Thursday, April 02, 2009

An Early Haggadah

No, it's not what you think, not something bibliographical.

I attended a fascinating shiur by R' Menachem Leibtag at RIETS' Kollel Yom Rishon on Armistice Day in 2007, on the Biblical roots of Pesukei Dezimra. He focussed on Hodu, how the passage from I Chron is a paraphrase of two tehillim.

Enroute, we analyzed Psalm 105, the beginning of which is paraphrased in Hodu. R' Leibtag has a simple approach to breaking down a psalm:

1) Heading;
2) Structure;
3) What's The Point.

Here's the psalm, broken down as it was done in class.

vv. 1-5 are a command, telling someone to praise God.
6: who is to praise? The descendents of Avraham and Yaakov, namely, us.
v. 7: what is the object of the praise? God, who rules throughout the land.

So we have subject (we), verb (praise), and object (God).

Note that verse 7 calls Him "Elokeinu", where v. 1 calls Him "YKVK" - the object of praise is in an intimate, I-Thou relationship, not the transcendent Commander God, King over all the nations. We who are in a covenantal relationship with God, we praise Him.

Let's break down the rest of the story:

7: declares God as the Party of the First Part in the covenant..

8 sets the tone of remembering the Covenant. Which Covenant?

9-11: The Covenant Between Halves, with Avraham, that his descendents will wander, will go to an alien land, will become enslaved, and after 400 years will emerge with great property and return to Kena’an (Israel). The promise of having a nation some time in the future.

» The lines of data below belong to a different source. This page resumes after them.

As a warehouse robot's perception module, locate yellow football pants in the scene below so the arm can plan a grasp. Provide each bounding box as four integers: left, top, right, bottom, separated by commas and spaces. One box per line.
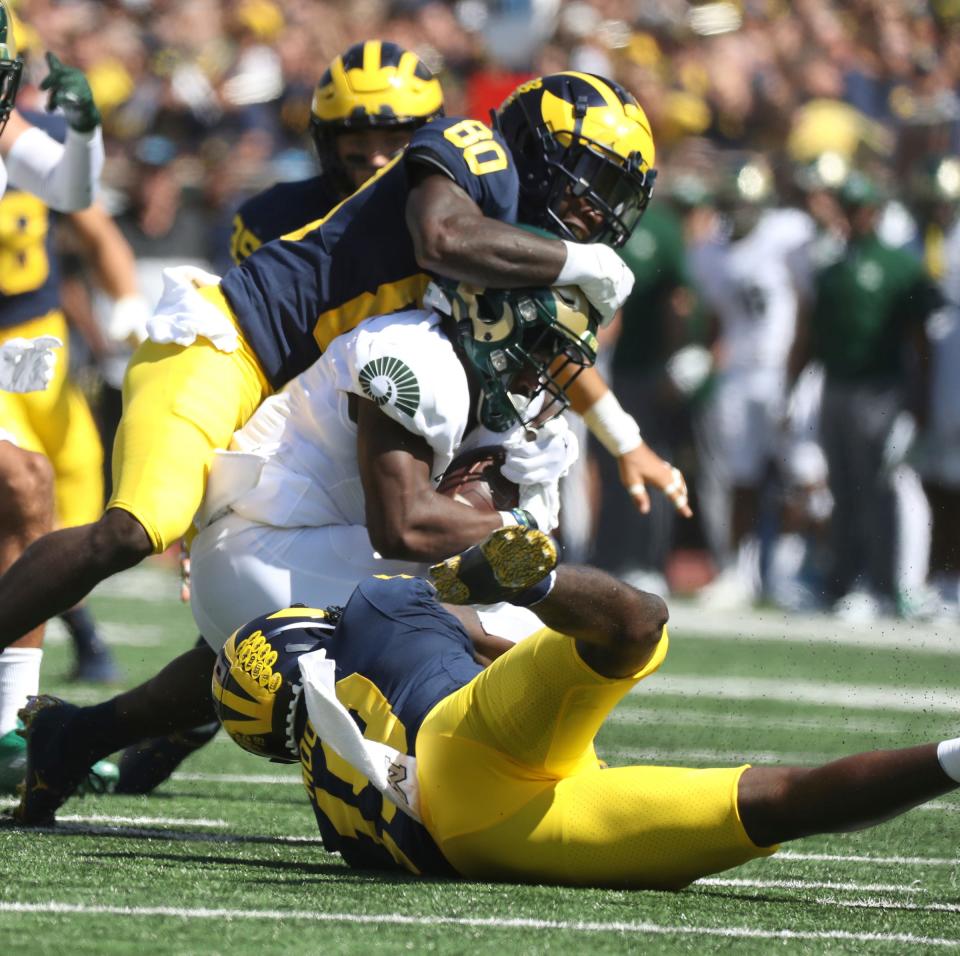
416, 629, 775, 889
0, 310, 103, 528
107, 286, 270, 552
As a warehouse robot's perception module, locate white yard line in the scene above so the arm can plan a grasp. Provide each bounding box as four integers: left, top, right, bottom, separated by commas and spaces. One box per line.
694, 876, 927, 893
171, 772, 303, 787
631, 674, 957, 719
44, 617, 170, 647
0, 902, 960, 947
770, 850, 960, 866
668, 600, 960, 654
57, 813, 230, 827
608, 704, 916, 740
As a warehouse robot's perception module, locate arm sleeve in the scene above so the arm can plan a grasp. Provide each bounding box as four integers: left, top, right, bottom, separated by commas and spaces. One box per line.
6, 126, 104, 212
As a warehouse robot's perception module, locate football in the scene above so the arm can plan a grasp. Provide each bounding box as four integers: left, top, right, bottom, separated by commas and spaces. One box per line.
437, 446, 520, 511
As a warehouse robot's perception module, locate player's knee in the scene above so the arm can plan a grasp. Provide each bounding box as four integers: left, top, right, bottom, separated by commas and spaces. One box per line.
90, 508, 153, 573
737, 767, 808, 846
620, 591, 670, 653
0, 446, 54, 539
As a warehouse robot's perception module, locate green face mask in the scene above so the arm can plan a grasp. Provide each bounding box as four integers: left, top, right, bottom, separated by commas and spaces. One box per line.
431, 280, 598, 432
0, 0, 23, 133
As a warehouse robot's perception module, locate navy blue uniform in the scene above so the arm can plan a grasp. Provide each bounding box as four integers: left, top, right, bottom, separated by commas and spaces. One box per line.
221, 118, 518, 388
300, 577, 482, 876
0, 111, 67, 329
230, 175, 342, 263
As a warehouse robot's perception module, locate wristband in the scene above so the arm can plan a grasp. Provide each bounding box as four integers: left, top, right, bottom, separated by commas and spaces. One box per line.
500, 508, 539, 530
552, 239, 596, 286
583, 391, 643, 458
507, 571, 557, 607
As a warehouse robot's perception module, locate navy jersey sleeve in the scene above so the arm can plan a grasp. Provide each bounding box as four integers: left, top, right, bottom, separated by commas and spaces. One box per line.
404, 117, 519, 223
230, 175, 340, 263
22, 110, 67, 143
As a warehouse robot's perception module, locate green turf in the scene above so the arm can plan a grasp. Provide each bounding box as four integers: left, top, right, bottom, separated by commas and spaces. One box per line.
0, 564, 960, 956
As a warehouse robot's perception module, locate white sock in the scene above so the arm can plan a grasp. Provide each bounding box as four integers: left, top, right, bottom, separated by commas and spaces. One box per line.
0, 647, 43, 737
937, 737, 960, 783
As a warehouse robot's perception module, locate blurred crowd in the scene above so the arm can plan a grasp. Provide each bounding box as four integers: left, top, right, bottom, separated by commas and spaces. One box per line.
15, 0, 960, 619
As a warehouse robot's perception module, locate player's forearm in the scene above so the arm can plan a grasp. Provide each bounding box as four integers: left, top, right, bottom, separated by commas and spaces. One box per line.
367, 491, 502, 563
416, 216, 567, 289
6, 126, 104, 212
530, 565, 669, 653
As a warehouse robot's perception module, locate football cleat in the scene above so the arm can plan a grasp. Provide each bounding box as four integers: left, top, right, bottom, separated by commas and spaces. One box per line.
114, 720, 220, 794
428, 525, 559, 604
0, 730, 27, 794
12, 694, 116, 827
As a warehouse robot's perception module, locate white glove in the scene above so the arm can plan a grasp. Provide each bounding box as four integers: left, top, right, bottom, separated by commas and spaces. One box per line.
0, 335, 63, 392
553, 239, 633, 325
106, 295, 151, 346
518, 481, 560, 533
500, 417, 580, 486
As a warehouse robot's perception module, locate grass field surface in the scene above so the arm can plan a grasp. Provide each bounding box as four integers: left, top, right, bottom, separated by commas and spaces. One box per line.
0, 568, 960, 956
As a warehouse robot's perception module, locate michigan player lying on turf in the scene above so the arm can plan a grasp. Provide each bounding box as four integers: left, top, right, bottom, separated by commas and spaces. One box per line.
7, 283, 597, 822
118, 268, 688, 793
0, 73, 685, 656
28, 527, 960, 889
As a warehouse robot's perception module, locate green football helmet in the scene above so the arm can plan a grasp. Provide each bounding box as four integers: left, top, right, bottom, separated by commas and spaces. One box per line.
211, 606, 340, 763
0, 0, 23, 133
424, 279, 599, 432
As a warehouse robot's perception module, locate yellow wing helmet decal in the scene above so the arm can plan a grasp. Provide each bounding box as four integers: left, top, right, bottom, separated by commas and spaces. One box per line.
213, 631, 283, 737
540, 73, 656, 173
311, 40, 443, 122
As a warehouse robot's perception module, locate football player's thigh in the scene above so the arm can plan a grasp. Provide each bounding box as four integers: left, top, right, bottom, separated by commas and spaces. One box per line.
443, 767, 775, 889
108, 339, 266, 551
0, 390, 43, 454
717, 375, 765, 487
22, 380, 103, 528
417, 628, 668, 796
190, 515, 419, 649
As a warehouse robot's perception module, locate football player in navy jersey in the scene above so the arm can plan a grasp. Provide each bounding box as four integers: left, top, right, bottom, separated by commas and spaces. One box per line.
230, 40, 443, 263
0, 0, 126, 789
17, 527, 960, 890
0, 73, 686, 664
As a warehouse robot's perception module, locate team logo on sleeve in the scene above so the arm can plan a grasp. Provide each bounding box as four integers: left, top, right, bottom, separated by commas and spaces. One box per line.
359, 358, 420, 418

12-15 There will first be a period of wandering.What period of wandering is referred to the Psalm, where God didn’t let people touch us? The period of the Fathers:

16-22: concluding with the final journey to Egypt under the Famine, where Yosef waits to save us.

23: we arrive in Egypt.

24: we’re doing OK

25: not so much any more.

26:Moshe and Aaron are sent

27 and convince Paroh and the Jews with their magickal Signs and Wonders.

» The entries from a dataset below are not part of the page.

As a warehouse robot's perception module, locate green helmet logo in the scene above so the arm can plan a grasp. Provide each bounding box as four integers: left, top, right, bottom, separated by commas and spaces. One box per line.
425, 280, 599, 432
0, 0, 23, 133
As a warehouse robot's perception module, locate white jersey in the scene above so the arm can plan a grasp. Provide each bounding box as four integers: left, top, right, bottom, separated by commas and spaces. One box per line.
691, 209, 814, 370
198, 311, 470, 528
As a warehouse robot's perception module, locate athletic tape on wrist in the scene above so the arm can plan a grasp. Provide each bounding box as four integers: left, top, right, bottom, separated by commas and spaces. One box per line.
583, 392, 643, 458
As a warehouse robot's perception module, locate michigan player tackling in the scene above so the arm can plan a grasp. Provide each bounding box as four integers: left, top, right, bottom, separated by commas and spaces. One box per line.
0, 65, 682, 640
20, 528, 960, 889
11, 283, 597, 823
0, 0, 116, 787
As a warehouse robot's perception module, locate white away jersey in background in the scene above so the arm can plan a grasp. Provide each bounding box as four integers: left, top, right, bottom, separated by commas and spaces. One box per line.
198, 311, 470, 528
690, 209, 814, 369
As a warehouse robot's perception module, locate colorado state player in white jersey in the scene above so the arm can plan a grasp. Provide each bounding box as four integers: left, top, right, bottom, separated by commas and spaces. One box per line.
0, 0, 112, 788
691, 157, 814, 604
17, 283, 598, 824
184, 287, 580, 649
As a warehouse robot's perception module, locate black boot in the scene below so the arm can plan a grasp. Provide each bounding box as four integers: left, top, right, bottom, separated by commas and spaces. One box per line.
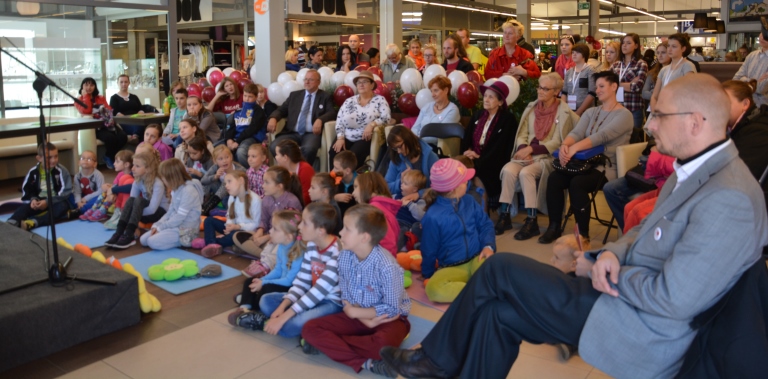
539, 224, 563, 244
515, 217, 541, 241
201, 195, 221, 216
495, 213, 512, 236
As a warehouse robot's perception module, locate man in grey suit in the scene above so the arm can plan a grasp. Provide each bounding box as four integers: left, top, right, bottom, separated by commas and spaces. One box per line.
267, 70, 336, 165
381, 74, 768, 378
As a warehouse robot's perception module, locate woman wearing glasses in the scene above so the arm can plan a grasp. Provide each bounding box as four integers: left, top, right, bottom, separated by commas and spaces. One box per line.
329, 71, 391, 167
496, 72, 579, 241
539, 70, 632, 243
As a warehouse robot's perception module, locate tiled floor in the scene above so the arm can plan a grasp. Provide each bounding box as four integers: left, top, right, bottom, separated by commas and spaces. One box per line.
0, 176, 616, 379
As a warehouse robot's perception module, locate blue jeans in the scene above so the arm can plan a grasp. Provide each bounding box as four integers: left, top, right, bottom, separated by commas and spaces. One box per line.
603, 178, 640, 230
203, 217, 235, 247
259, 292, 341, 338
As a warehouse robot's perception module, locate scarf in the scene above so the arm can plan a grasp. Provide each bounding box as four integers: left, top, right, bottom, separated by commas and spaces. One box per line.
533, 100, 560, 142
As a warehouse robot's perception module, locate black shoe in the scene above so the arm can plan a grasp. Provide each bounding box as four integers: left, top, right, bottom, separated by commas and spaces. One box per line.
370, 361, 397, 378
379, 346, 448, 378
104, 232, 123, 247
299, 338, 320, 355
539, 225, 563, 244
495, 213, 512, 236
112, 233, 136, 249
515, 217, 541, 241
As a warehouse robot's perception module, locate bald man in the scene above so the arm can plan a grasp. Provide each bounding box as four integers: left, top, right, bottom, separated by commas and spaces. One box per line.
381, 74, 768, 378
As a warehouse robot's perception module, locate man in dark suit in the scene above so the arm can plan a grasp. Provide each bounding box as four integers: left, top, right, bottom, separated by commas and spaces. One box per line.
267, 70, 336, 165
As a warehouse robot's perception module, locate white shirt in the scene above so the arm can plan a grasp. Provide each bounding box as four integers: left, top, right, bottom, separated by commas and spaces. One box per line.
672, 139, 733, 192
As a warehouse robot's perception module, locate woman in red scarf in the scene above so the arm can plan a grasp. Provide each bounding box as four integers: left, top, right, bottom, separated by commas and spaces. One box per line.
555, 34, 576, 78
496, 72, 579, 241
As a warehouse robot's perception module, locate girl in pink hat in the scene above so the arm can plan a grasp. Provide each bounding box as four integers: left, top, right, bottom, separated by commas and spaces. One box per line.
421, 158, 496, 303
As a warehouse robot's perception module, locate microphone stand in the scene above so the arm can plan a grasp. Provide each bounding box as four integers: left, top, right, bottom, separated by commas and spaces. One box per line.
0, 44, 116, 288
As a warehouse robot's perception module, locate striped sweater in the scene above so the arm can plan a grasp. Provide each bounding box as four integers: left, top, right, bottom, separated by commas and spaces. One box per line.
283, 238, 341, 314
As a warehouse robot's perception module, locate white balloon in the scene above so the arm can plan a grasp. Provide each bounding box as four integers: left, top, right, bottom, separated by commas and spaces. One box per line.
499, 75, 520, 105
416, 88, 434, 109
317, 67, 333, 88
400, 68, 424, 94
296, 68, 309, 83
331, 71, 347, 88
424, 64, 446, 90
277, 71, 293, 85
344, 71, 360, 95
283, 80, 304, 99
267, 82, 286, 106
205, 67, 221, 83
448, 70, 469, 96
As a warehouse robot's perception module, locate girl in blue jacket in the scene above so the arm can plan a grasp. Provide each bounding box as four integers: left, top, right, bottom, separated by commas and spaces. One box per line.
421, 158, 496, 303
228, 210, 303, 328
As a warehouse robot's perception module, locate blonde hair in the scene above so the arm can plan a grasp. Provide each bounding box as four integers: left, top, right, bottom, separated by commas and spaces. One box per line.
272, 209, 306, 268
227, 170, 252, 220
133, 151, 161, 198
157, 158, 192, 191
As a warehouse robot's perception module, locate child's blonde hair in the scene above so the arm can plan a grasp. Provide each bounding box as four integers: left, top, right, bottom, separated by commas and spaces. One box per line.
272, 209, 305, 268
133, 151, 161, 197
157, 158, 192, 191
227, 170, 251, 220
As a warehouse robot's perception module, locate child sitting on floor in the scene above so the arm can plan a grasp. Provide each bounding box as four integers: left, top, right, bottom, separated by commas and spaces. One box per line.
8, 142, 72, 230
140, 159, 203, 250
301, 204, 411, 377
228, 210, 302, 326
72, 150, 104, 212
309, 173, 343, 236
192, 171, 261, 258
80, 150, 133, 224
248, 143, 269, 199
421, 158, 496, 303
352, 172, 402, 256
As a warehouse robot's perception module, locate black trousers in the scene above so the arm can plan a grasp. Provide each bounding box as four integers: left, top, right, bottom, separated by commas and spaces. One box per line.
422, 253, 600, 379
240, 278, 291, 311
547, 169, 605, 237
96, 128, 128, 162
328, 139, 378, 168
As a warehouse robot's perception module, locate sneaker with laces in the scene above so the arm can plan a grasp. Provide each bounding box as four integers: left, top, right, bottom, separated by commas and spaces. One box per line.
235, 311, 268, 330
369, 360, 397, 378
299, 338, 320, 355
112, 234, 136, 249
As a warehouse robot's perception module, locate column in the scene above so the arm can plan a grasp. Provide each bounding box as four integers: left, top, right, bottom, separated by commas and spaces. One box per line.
251, 0, 285, 87
379, 0, 403, 47
517, 0, 531, 43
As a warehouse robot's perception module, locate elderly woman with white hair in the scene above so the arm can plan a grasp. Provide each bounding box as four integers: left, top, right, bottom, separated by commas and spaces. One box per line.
380, 43, 418, 83
496, 72, 579, 241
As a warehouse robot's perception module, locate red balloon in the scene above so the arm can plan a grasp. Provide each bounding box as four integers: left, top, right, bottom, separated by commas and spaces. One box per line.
467, 70, 483, 86
373, 80, 392, 105
397, 93, 419, 116
187, 83, 203, 94
456, 81, 480, 109
209, 71, 224, 88
202, 87, 216, 103
368, 67, 384, 78
333, 85, 355, 107
237, 78, 251, 92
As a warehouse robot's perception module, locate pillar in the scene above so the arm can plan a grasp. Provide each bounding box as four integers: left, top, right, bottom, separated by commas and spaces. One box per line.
374, 0, 403, 47
251, 0, 285, 87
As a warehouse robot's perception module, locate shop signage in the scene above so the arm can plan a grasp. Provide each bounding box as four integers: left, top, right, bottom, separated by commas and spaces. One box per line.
288, 0, 357, 18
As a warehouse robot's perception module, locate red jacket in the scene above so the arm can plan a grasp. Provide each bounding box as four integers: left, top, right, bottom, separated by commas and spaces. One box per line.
485, 46, 541, 79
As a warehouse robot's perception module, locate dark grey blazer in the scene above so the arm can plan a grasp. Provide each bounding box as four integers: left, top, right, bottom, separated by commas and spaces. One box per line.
269, 89, 336, 134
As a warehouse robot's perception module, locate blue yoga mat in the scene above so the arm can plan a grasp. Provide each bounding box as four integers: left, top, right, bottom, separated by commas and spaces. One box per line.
32, 220, 115, 249
120, 249, 240, 295
400, 315, 435, 349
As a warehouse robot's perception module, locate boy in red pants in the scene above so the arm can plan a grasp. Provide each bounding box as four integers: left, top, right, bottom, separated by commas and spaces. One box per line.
301, 205, 411, 378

28-36: The Plagues come down to convince Paroh - frogs, blood, locusts, darkness, killing the firstborn, etc.

37: and sure enough, we are sent out with gold and silver.

38: Egypt is glad to let us go, out of their fear.

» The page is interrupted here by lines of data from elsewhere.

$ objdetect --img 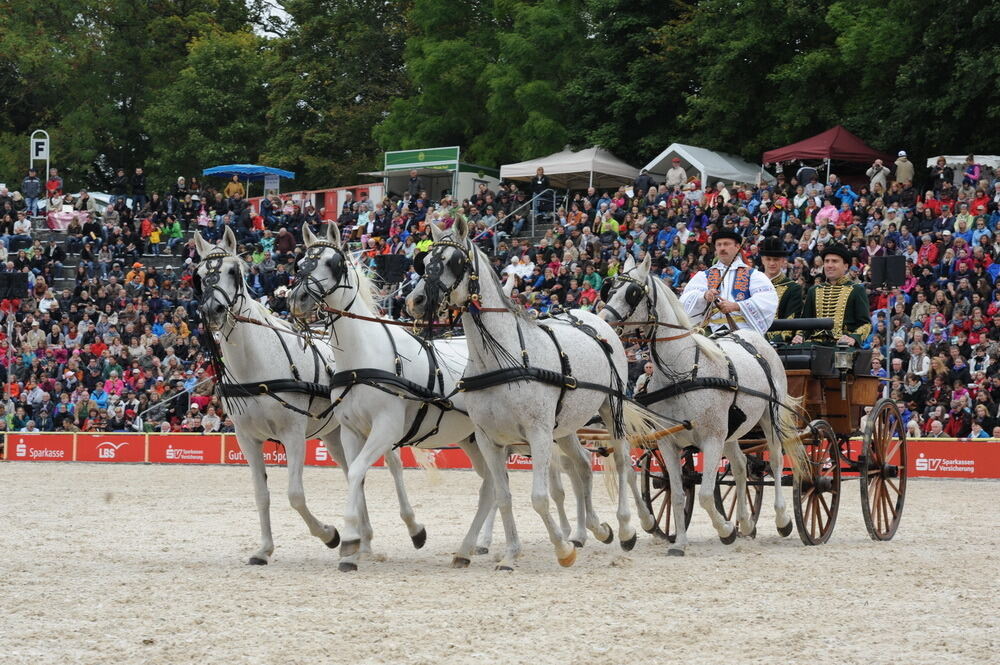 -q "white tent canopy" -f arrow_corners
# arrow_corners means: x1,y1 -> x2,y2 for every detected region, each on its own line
500,146 -> 639,189
927,155 -> 1000,169
644,143 -> 774,187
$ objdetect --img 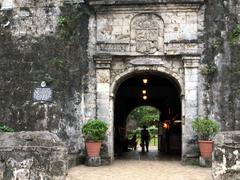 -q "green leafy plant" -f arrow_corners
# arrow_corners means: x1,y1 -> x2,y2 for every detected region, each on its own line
192,117 -> 220,140
82,119 -> 108,141
58,16 -> 69,27
0,123 -> 15,132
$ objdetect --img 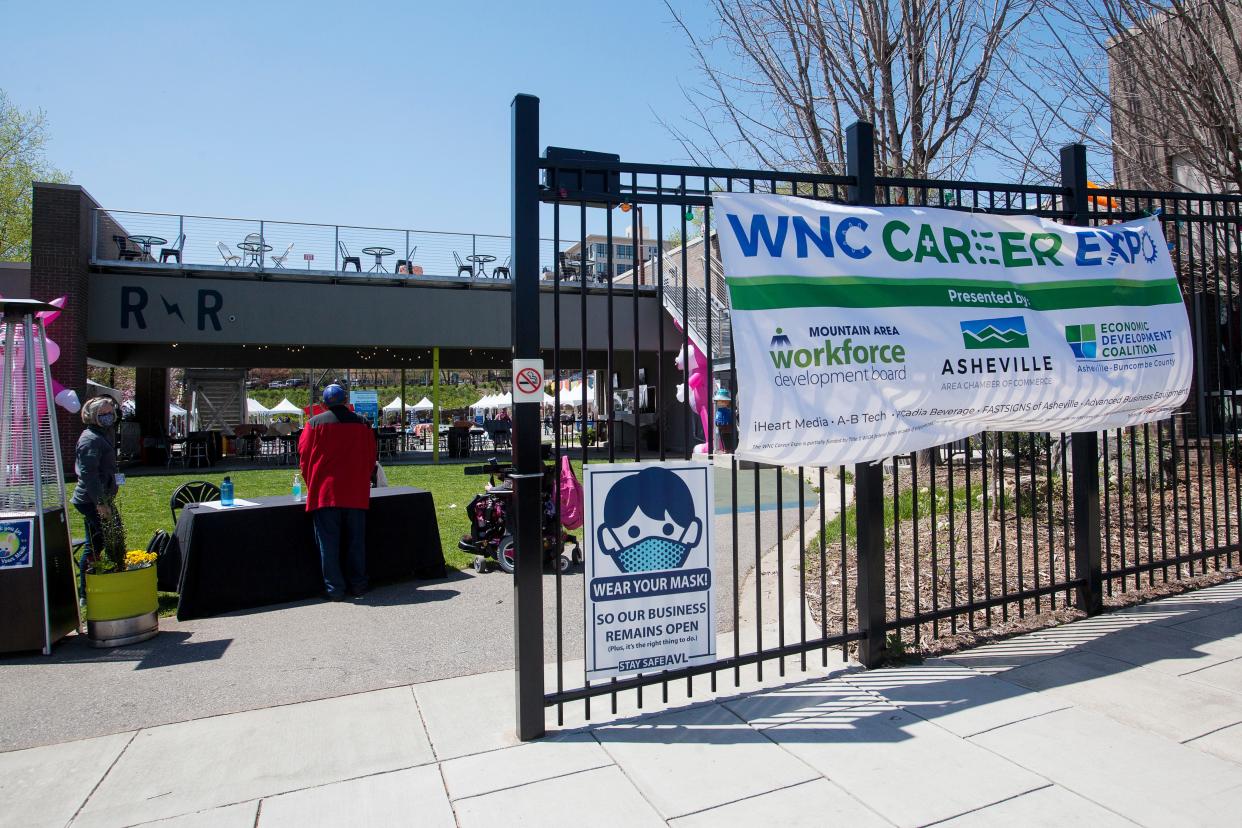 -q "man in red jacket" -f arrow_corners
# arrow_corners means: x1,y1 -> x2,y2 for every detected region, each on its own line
298,384 -> 375,601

39-41: the Desert experience: pillars of fire and smoke, Manna, crossing the Sea

42: and God finally fulfills the prophecy, the covenant with Avraham:

43-44: by bringing us into the Land, conquering the inhabitants – the Fifth Cup, but why?

45: So that we could fulfill the Torah and its Mitzvot, live our true destiny as god’s people, and praise Him. And that’s our end of the Covenant – when God keeps His covenant, it is our duty to say Hallel.

Doesn't this look familiar? R' Liebtag believes this is an early version of Maggid. We are to tell over the story while the Matza and Pesach offering are sitting in front of us. For the sake of THIS (matza and pesach) God did these miracles for ME. Which direction is the causality? Probably we were brought out of Egypt to eat matza and pesach and tell the story - because they are mitzvot. The point of the Exodus is to fulfill the Torah and do Mitzvot.

When we say this psalm as part of Davening we stop after verse 15. (actually the slightly variant version from Chronicles), followed by the next bit, it becomes a more universal, perhaps post-Messianic message - Sing unto Him, all the Earth, the other nations shall remember His glory, etc. But the psalm itself in isolation may well have been an early version of Maggid. Which fits interestingly with the idea that King David composed the version of this psalm found in I Chron 16:8... as a liturgy to say over the daily offerings (see verse 7 - David ordained that the priests say the Hodu which follows while offering the daily sacrifices).

So perhaps King David then composed the alternate, longer version to use as a Maggid at the Pesach seder. That would liturgically link the Pesach offering with other Temple rituals, emphasizing that the culmination of the Exodus was the Temple in Jerusalem, where we could (and will bb"a) fulfill all the mitzvot of the Torah.